When cleaning out your body…clean out your life! It may seem totally un-related, but take time to clean out your car, home, desk, etc. As you diet, you’re cleansing your body and getting healthy; with that comes cleaning out your entire life. From a mental standpoint, you’re eliminating all the dirt and impurities, changing your lifestyle completely.


October 18, 2008

Reduce stress! Easier said than done…right? Here are a few things try before you blow up: Think positive thoughts; spend 30-minutes a day doing something you like that is relaxing; listen to soothing music; watch a funny movie; get a massage and most of all…count to ten before losing your temper or getting aggravated!


October 11, 2008

Cut the fat! Try to avoid fried foods, burgers and other fatty meats.

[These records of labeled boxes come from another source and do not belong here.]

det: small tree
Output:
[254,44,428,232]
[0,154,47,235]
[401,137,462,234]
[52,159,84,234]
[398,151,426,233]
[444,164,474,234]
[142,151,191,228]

If eating dairy products such as cheese, cottage cheese, milk and cream, try the low fat versions…but be cautious of the chemicals. Nuts, sandwich meats, mayonnaise, margarine, butter and sauces should be eaten in limited amounts…Stay thin my friend!


October 4, 2008

Protect yourself from pollution! If you can't live in a smog-free environment, at least avoid smoke-filled rooms, high traffic areas, and breathing in highway fumes. Exercise outside when the smog rating is low; and indoors when air quality is good. Oh yeah, plant lots of shrubbery in your yard…It's a good pollution! Breathe easier…live healthier.


September 27, 2008

Yes Americans have been reducing their use of tobacco products that kill; but recently we've seen a surge in smoking in adolescents and teens. Could it be the Hollywood influence? It seems the stars in every movie smoke cigarettes. Beware! Warn your children of the false romance or 'tough guy' stance of Hollywood smokers.


September 20, 2008

Avoid Excessive Drinking. While recent studies show that one drink a day such as wine for women, or two for men can help protect against heart disease, more than that can cause other health problems such as liver and kidney disease or even cancer.


September 13, 2008

Try to keep a positive mental attitude! There's a definitive correlation between living healthy and having a cheerful outlook on life. Always keep a smile on your face as it is tough to be unhappy while you’re smiling.


September 6, 2008

Get moving! Find ways to become more active. Even if you not up to joining a gym right now, get out and climb some stairs, mow the lawn…push it, chase the kids around the yard or toss the ball with a friend. Then when your ready, incorporate a structured workout regimen into your daily routine.